Já no final do século XX, o colégio ampliou suas estruturas criando o Pré-Anchieta, para acomodar os alunos do Ensino Infantil e Ensino Fundamental.

Com as chuvas excessivas que caíram em Nova Friburgo em janeiro de 2011, foi preciso desocupar o prédio, e todos os alunos foram acomodados no espaçoso prédio principal, carinhosamente chamado pelos pequenos de ‘Anchietão’.

Nessa época, já tinham sido construídos o novo Ginásio Esportivo e o Parque Aquático Anjo Gabriel, com sua piscina aquecida.

Por aqui passaram alguns alunos que marcaram a História do Brasil: o poeta Carlos Drummond de Andrade, o jurista Sobral Pinto e, mais recentemente o musico Egberto Gismonti, o cientista social Jairo Nicolau, o ator Jayme Periard, a artista plástica Denise Berbert e tantos outros!

Tradição em Inovar 

O Colégio Anchieta pertence à Rede Jesuíta de Educação (RJE), formada por 18 colégios em todo o Brasil.
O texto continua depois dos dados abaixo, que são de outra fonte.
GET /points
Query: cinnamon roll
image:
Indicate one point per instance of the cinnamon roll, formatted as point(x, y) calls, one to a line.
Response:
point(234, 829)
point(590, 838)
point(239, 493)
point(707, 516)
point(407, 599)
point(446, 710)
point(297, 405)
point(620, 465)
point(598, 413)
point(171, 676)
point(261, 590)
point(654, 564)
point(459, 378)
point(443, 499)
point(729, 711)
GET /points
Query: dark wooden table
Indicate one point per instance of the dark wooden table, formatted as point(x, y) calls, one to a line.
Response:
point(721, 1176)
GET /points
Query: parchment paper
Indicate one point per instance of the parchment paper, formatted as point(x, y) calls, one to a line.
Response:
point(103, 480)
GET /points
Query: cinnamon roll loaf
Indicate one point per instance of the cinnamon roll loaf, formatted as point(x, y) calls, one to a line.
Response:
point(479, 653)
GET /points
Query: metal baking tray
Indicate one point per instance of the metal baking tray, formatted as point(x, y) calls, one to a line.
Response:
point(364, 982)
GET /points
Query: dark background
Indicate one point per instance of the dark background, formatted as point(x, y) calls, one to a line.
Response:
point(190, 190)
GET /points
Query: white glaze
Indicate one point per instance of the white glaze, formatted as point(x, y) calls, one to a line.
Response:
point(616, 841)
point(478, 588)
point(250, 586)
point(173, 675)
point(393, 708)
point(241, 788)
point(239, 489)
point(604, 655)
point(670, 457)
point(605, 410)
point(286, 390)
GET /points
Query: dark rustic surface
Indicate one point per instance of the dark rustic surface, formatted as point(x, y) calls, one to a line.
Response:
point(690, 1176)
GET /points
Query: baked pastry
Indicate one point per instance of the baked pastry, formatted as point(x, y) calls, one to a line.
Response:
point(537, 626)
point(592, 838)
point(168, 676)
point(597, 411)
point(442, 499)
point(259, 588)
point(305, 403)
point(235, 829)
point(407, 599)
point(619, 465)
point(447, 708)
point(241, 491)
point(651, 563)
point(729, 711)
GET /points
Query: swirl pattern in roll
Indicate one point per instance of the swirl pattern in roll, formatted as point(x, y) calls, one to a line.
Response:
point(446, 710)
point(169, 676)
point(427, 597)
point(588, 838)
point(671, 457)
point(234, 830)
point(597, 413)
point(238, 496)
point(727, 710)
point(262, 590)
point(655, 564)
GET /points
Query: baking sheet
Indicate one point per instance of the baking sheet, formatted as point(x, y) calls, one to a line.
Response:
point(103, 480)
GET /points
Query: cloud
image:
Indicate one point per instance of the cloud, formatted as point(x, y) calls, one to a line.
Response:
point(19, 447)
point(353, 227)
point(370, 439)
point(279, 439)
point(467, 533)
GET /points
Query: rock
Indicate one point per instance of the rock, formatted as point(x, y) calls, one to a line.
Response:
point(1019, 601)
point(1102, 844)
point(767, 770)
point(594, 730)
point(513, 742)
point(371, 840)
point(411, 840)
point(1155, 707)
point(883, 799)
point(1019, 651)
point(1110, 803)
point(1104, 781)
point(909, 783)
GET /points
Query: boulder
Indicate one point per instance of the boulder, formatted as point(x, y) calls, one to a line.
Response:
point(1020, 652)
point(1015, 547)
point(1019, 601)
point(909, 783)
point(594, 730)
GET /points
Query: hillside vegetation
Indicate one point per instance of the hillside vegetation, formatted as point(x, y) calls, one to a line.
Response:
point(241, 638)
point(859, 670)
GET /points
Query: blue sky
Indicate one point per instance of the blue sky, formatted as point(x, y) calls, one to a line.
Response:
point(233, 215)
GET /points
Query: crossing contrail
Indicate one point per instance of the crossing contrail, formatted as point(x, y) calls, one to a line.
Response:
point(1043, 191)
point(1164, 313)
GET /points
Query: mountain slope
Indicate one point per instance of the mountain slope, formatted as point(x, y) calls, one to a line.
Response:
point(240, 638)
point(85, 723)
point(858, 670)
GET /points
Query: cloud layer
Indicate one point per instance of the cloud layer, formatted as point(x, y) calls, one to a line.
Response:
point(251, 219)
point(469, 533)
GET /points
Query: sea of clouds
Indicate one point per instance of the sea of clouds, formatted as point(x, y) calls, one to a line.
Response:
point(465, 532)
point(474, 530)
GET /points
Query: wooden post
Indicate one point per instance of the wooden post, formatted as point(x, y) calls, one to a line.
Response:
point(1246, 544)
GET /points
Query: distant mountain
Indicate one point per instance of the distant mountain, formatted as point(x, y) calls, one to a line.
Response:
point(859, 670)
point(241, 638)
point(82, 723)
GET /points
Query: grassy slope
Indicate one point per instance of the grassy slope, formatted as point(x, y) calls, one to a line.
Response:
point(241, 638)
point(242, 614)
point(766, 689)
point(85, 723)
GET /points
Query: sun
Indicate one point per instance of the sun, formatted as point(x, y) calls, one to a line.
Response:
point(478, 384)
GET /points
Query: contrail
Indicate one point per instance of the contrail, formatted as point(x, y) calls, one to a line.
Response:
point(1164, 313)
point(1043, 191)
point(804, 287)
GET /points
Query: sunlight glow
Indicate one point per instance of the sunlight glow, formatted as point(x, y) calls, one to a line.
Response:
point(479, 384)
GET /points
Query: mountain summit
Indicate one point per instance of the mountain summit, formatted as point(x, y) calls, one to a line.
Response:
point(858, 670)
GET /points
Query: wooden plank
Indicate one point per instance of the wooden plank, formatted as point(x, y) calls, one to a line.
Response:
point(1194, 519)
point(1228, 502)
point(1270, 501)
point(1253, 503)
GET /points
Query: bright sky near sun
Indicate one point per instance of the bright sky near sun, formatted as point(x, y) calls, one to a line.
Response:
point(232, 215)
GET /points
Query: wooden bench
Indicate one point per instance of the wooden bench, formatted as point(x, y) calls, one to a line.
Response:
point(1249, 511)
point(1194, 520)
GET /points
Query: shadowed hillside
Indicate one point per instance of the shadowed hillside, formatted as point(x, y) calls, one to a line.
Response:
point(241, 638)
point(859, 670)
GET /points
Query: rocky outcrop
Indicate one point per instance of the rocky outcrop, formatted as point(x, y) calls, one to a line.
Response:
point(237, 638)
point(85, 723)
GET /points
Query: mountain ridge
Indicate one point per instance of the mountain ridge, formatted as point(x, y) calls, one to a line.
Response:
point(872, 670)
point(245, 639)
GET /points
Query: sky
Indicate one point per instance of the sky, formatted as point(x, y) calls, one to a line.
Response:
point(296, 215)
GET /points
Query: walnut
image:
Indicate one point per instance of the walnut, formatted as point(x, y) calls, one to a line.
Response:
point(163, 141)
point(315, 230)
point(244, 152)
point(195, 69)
O primeiro colégio da Companhia de Jesus data de 1548, e vem desde aí a sua experiência em educação, sempre em constante evolução.

Atualmente, há 139 anos da fundação, o colégio fornece aos seus alunos a mesma formação de qualidade que sempre o guiou.

Em 2006, o colégio tirou o 17° lugar nacional, o 6° estadual, e o 1° municipal no Exame Nacional do Ensino Médio (ENEM), ficando entre os vinte melhores colégios do Brasil e a melhor de Nova Friburgo. Em 2015, o Anchieta ficou em 2° lugar no município no ENEM.

No ano de 2016, a RJE atualizou o Projeto Educativo das escolas jesuítas no país, considerando as mudanças do mundo atual e a nova realidade de crianças e jovens, pais e professores. Este documento, já em fase de implementação, revoluciona e atualiza as práticas pedagógicas nos colégios jesuítas, transferindo o foco do ensino para a aprendizagem dos alunos. Tem o nome de Projeto Educativo Comum (PEC), por ser comum a todos os colégios jesuítas do país.


Pe. Luiz Antônio de Araújo Monnerat, Diretor Geral do Colégio Anchieta


No mesmo ano, sob a liderança do seu diretor geral, Pe. Toninho Monnerat, (que é também diretor geral do Colégio Santo Inácio, no Rio), o Colégio Anchieta iniciou a revisão de seus processos acadêmicos e administrativos. Com o claro objetivo de se manter como uma escola de excelência, o Colégio Anchieta aderiu ao Sistema de Qualidade em Gestão Educacional, da FLACSI (Federação Latino Americana de Colégios da Companhia de Jesus), com vistas a uma certificação internacional.




O Colégio Anchieta, circundado por um amplo espaço verde, considerado um verdadeiro parque ecológico, sempre colocou como meta a excelência na preparação dos alunos para o mundo, para a sua inserção na sociedade.

Fundado em 12 de abril de 1886, iniciou suas atividades com apenas sete alunos. Atualmente, são mais de 1.000 estudantes, na Educação Básica e nos Cursos Livres. Uma história que se confunde com a da própria cidade.